- Guernewood Park, California Location within the state of California
- Coordinates: 38°29′49″N 123°00′45″W﻿ / ﻿38.49694°N 123.01250°W
- Country: United States
- State: California
- County: Sonoma
- Elevation: 59 ft (18 m)
- Time zone: UTC-8 (PST)
- • Summer (DST): UTC-7 (PDT)
- ZIP code: 95446
- Area code: 707
- FIPS code: 06-31484
- GNIS feature ID: 1656055

= Guernewood Park, California =

Unincorporated community in California, United States

Guernewood Park /ˈɡɜrnwʊd ˈpɑrk/ is an unincorporated community in western Sonoma County, California, United States, on the Russian River, 17 mi west of Santa Rosa, and 1 mi west of Guerneville, along State Route 116. Armstrong Redwoods State Reserve and Austin Creek State Recreation Area are to the north.

==History==
In 1867, George E. Guerne, a young Swiss immigrant, arrived in Stumptown. He purchased land and established a subdivision that became Guernewood Park. He constructed and operated a sawmill in Stumptown (later renamed Guerneville).

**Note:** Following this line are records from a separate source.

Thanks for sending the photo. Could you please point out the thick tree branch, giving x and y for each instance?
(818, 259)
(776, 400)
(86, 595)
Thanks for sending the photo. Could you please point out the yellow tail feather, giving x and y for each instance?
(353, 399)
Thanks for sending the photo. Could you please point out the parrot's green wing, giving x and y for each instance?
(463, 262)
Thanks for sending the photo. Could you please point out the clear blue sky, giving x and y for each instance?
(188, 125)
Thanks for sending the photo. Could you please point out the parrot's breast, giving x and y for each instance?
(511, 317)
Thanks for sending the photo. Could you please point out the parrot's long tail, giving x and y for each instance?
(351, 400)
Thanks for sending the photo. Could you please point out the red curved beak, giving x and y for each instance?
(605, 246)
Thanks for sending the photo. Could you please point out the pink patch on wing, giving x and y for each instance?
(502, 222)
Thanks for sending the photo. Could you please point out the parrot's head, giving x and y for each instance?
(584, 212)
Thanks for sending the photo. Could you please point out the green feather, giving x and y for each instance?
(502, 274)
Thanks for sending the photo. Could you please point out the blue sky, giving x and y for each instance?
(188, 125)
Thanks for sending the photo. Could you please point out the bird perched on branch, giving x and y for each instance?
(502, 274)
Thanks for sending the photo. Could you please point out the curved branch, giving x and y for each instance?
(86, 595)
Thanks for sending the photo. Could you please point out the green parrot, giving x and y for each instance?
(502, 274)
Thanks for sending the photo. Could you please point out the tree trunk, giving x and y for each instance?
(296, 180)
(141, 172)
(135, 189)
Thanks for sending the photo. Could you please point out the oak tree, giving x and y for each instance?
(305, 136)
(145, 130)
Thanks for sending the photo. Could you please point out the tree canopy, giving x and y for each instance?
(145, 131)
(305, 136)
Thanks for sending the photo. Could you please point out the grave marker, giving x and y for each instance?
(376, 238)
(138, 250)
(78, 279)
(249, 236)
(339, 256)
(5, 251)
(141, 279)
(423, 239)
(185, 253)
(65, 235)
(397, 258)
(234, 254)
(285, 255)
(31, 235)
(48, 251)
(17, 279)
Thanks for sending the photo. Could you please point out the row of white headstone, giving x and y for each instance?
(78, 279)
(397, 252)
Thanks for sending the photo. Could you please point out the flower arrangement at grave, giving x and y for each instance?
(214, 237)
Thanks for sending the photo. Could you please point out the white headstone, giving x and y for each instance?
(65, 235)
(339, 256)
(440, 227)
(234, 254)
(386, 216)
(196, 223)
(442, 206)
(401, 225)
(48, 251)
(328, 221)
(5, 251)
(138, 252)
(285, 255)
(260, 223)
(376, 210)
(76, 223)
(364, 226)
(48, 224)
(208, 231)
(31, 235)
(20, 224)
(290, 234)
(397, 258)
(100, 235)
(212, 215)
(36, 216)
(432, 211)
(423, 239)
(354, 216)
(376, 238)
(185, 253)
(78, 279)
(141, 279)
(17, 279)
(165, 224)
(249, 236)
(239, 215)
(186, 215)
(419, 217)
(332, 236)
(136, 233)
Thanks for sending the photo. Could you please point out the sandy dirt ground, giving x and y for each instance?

After the introduction of the railroad into the Russian River valley in the late 1800s, thousands of San Franciscans flocked to the region each summer. Soon, many of the famous big bands started to provide dance music at packed outdoor venues along the river even into the 1950s. Woody Herman, Tommy Dorsey and other famous names were frequent performers during the Big Band era. Hollywood stars were also frequent visitors.

The 2020 United States Census included Guernewood Park in the figures for the Guerneville census-designated place.